- A scene showing one of the rules explained in Male Restroom Etiquette: adjacent urinals should be avoided
- Games: The Sims 2 SimCity 4
- Genre: Mockumentary
- Running time: 10 min.
- Directed by: Phil Rice
- Written by: Phil Rice
- Voices: Phil Rice Craig Howe
- Production company: Zarathustra Studios
- Release(s): September 13, 2006
- Website vimeo.com/267608/description

= Male Restroom Etiquette =

2006 film directed by Phil Rice

Male Restroom Etiquette is a 2006 American short subject created by Phil R. Rice and produced by his company Zarathustra Studios. The film is a mockumentary about unwritten rules of behavior in male restrooms and is intended to be a parody of educational and social guidance films. Narrated by Rice, Male Restroom Etiquette states restroom customs to be followed and depicts a scenario of social chaos if they are violated. The film was made using the machinima technique of recording video footage from computer games, namely The Sims 2 and SimCity 4. Male Restroom Etiquette won multiple awards and was listed by Guinness World Records Gamer's Edition in 2009 as the most popular Sims video uploaded to YouTube.

==Synopsis==
The narrator (Phil Rice) states that increased cultural diversity has necessitated the exposition of previously unwritten rules regarding the use of male restrooms. According to these rules, males should use restrooms as quickly as possible, maximize physical separation from each other when using urinals, flush urinals when they contain concentrated urine, avoid stalls with unflushed toilets, and avoid eye contact and communication with others. The film depicts a scenario in which excess communication leads to a mess in the restroom and thus deficient hygiene and homeostasis, the latter of which is in the lowest tier in Maslow's hierarchy of needs. As the scenario continues, the restroom occupants turn to violence, leading to police and biological hazard team involvement that closes the restroom. Forced to go elsewhere, other men repeat the scenario, eventually leading to complete societal breakdown.

==Background and production==
In an interview with The Sydney Morning Herald, Phil Rice stated that the ideas in Male Restroom Etiquette were based on observational humor that he had first seen in 2000 on the collaborative Internet site Everything2. In 2006, he decided to take a temporary hiatus from making machinima and to produce a short humorous work when he returned. He felt that the ideas about restroom behavior on Everything2 were well-suited for visual humor and adapted them into a screenplay. According to Rice, the film "is rooted in the Juvenile humor that most men retain a secret fondness for, but don't get many opportunities to celebrate[, ...] but if the movie is too focused on that kind of humor, you'd lose the intelligent audience that I wrote the film for." Intending to make a parody of educational and social guidance films, Rice considered distributing the film in black-and-white, but decided against it.
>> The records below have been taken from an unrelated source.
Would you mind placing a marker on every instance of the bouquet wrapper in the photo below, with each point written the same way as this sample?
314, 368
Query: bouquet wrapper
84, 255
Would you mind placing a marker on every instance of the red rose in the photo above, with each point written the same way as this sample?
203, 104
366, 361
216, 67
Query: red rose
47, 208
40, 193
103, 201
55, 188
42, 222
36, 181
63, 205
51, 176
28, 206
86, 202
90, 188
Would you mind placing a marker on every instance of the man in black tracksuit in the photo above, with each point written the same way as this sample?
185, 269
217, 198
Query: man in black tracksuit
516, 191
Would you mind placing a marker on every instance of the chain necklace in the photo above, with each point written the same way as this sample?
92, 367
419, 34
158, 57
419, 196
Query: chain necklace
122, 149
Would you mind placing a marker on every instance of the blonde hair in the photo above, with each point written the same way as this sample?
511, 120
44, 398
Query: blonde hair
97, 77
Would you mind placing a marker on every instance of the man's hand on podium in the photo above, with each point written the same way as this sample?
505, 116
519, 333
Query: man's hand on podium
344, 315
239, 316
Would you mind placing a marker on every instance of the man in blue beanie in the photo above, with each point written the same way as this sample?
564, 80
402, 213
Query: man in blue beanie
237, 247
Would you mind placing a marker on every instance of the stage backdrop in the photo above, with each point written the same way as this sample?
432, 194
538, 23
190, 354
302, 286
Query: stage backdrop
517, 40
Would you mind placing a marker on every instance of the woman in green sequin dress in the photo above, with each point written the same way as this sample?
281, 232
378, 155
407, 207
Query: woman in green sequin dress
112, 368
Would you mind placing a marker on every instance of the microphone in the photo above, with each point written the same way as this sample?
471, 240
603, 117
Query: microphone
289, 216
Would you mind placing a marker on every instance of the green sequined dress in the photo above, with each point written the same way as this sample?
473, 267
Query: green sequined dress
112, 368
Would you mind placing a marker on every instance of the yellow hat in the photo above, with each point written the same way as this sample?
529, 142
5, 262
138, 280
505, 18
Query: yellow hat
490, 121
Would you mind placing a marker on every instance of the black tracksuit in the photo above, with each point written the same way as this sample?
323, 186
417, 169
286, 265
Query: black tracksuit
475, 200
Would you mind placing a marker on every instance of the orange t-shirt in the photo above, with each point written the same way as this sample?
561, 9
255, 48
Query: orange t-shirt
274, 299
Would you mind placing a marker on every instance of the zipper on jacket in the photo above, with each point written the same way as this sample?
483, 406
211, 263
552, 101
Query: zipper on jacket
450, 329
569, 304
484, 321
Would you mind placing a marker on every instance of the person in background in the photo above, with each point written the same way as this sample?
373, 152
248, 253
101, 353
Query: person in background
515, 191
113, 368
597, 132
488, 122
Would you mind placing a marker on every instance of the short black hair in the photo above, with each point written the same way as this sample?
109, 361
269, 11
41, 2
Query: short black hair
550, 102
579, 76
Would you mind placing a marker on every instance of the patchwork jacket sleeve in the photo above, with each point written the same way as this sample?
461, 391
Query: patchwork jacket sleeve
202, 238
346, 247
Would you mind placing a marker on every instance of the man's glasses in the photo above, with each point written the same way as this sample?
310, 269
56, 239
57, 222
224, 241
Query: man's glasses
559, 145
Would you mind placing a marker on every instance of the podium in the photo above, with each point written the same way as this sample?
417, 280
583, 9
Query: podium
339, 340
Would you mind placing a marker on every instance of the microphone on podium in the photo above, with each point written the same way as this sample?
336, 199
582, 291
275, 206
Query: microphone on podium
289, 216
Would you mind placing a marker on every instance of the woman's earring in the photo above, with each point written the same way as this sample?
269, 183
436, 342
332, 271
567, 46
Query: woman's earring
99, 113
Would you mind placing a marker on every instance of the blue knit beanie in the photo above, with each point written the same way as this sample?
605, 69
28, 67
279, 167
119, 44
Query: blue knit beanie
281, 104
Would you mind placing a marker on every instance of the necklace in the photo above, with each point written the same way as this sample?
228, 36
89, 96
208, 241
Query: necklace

Rice originally started to film using id Software's 1997 first-person shooter (FPS) video game Quake II but, after three months of pre-production, was dissatisfied with the game's visual quality. After experimenting, he chose The Sims 2, a 2004 life simulation game published by Electronic Arts. His audio work for Strange Company's 2006 film BloodSpell delayed the start of Male Restroom Etiquettes production. However, after he was able to start, he finished after about two weeks of work. He recorded himself for the narration, and a friend for background voices. He edited audio in Steinberg Cubase SX3 and video footage from the game in Sony Vegas 6.

==Reception and impact==
Although Rice hosts Male Restroom Etiquette on his own site and uploaded it elsewhere, the film became popular on YouTube, where, after being featured on the front page in early October 2006, it was viewed 2 million times by December 2006, 3.2 million times by February 2007, and 5 million times as of March 21, 2009. According to the Guinness World Records Gamer's Edition, it is the most viewed Sims film on YouTube. Citing this popularity, Elijah Horwatt credits the work with increasing public interest in machinima. The film has won awards, including Best Writing at the Academy of Machinima Arts & Sciences' 2006 Machinima Festival, and Best of the Web from Animation World Network (AWN) in 2007. Television networks were interested in airing Male Restroom Etiquette, but the work uses game-provided content, and Rice was unable to obtain the required permission from Electronic Arts, the copyright owner of that content.

Writing for Machinima.com, Grove praised Rice's decision to base Male Restroom Etiquette on educational films because Male Restroom Etiquette shows truthfully and parodies male customs in restrooms. Grove also stated that the music, an original soundtrack, fits well. In highlighting the film in their Best of the Web showcase, AWN stated that the it "shows that a skilled filmmaker can create compelling performances and stories in machinima". Grove stated that, for many, the work served as their introduction to machinima.